Pope dashed the beer into Kemp’s face, neatly rinsing off the porridge Kemp had not fully succeeded in wiping away.

Smythe rolled his eyes and gave up on them. He turned to Phillips. “The devil with those two. Tell me, what happened after Hera found her father?”

“Well, from what I hear, she very nearly lost her mind,” Gus Phillips replied, as Kemp grabbed his ladle and launched himself at Pope, knocking him off his bench. They both fell backwards in a tangled, flailing heap. “I mean,” continued Phillips, “can you imagine, walking into your own home and finding your own father sliced up like an Easter ham and lying on the floor in a spreading pool of his own blood?”

“You need not be quite so lurid,” Smythe replied dryly, as Kemp shrieked and hammered away at Pope with his wooden ladle, while the latter desperately tried to dislodge the smaller man, who had clamped his legs around him like an octopus and hung on like grim death. “What about the servants?” Smythe continued.

“What about them?” Speed asked. “You do not think they did it, do you? You think they did the foreigner in for all his gold?”
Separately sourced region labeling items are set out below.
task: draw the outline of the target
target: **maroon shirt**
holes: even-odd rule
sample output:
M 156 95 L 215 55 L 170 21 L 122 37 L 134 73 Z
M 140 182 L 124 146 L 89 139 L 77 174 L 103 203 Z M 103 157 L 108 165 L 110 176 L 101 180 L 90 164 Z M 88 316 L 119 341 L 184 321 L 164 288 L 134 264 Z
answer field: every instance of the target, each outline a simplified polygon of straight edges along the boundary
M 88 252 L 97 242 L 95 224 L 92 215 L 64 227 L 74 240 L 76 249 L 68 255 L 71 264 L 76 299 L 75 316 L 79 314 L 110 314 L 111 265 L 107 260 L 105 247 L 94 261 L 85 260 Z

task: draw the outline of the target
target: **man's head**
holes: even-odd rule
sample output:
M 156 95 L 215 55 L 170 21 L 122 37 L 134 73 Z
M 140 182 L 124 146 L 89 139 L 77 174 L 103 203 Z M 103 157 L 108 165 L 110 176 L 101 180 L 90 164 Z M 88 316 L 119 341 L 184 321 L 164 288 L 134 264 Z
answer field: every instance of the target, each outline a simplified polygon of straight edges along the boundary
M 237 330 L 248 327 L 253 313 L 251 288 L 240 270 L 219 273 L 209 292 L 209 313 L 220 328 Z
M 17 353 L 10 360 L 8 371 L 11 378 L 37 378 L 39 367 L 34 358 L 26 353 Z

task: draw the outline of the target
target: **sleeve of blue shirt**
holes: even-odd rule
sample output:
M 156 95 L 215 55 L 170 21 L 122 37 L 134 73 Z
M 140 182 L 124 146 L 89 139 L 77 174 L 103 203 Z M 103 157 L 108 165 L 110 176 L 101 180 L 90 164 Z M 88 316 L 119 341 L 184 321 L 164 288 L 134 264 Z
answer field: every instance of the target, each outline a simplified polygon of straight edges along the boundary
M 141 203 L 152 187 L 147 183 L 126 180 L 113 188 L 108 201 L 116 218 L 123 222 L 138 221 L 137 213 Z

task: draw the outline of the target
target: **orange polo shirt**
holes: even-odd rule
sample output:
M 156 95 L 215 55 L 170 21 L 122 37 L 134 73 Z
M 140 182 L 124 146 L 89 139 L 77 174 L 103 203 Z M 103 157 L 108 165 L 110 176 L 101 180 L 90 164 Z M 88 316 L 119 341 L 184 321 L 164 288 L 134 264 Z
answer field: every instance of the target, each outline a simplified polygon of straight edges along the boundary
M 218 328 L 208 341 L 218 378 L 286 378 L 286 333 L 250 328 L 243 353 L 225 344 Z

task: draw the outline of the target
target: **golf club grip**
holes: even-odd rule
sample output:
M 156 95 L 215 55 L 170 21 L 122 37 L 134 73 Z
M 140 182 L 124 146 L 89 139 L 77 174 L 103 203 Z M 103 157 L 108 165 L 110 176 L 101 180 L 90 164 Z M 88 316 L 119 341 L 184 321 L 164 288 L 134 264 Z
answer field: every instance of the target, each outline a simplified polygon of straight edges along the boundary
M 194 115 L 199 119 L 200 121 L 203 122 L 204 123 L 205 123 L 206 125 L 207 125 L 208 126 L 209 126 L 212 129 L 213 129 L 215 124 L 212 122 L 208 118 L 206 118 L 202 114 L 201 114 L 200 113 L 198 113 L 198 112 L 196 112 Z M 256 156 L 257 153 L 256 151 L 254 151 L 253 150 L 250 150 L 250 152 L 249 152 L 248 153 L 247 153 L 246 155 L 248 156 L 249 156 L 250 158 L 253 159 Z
“I honestly do not know,” Smythe said, as Pope finally succeeded in dislodging Kemp, throwing him off, and then rolling over on top of him with his not inconsiderable bulk, squeezing the wind right out of him. “But I very much doubt that a canny merchant would have been careless enough to keep all of his gold inside his house,” Smythe went on, ignoring the combatants. “ ‘Twas not what I intended to suggest, though I suppose ‘tis possible. I meant to ask if Master Leonardo’s servents had not heard anything amiss? After all, does it not seem odd to have a man killed in his own house, and in so violent a manner as you describe, and yet none of the servents knew of it, so that the body was not even found until the daughter arrived home that night?”

Phillips frowned. “Hmm. I must admit that thought never even occurred to me. An excellent question, Tuck. However, I must confess ‘tis one I cannot answer.”

“There were servants in the house, surely?” Smythe said.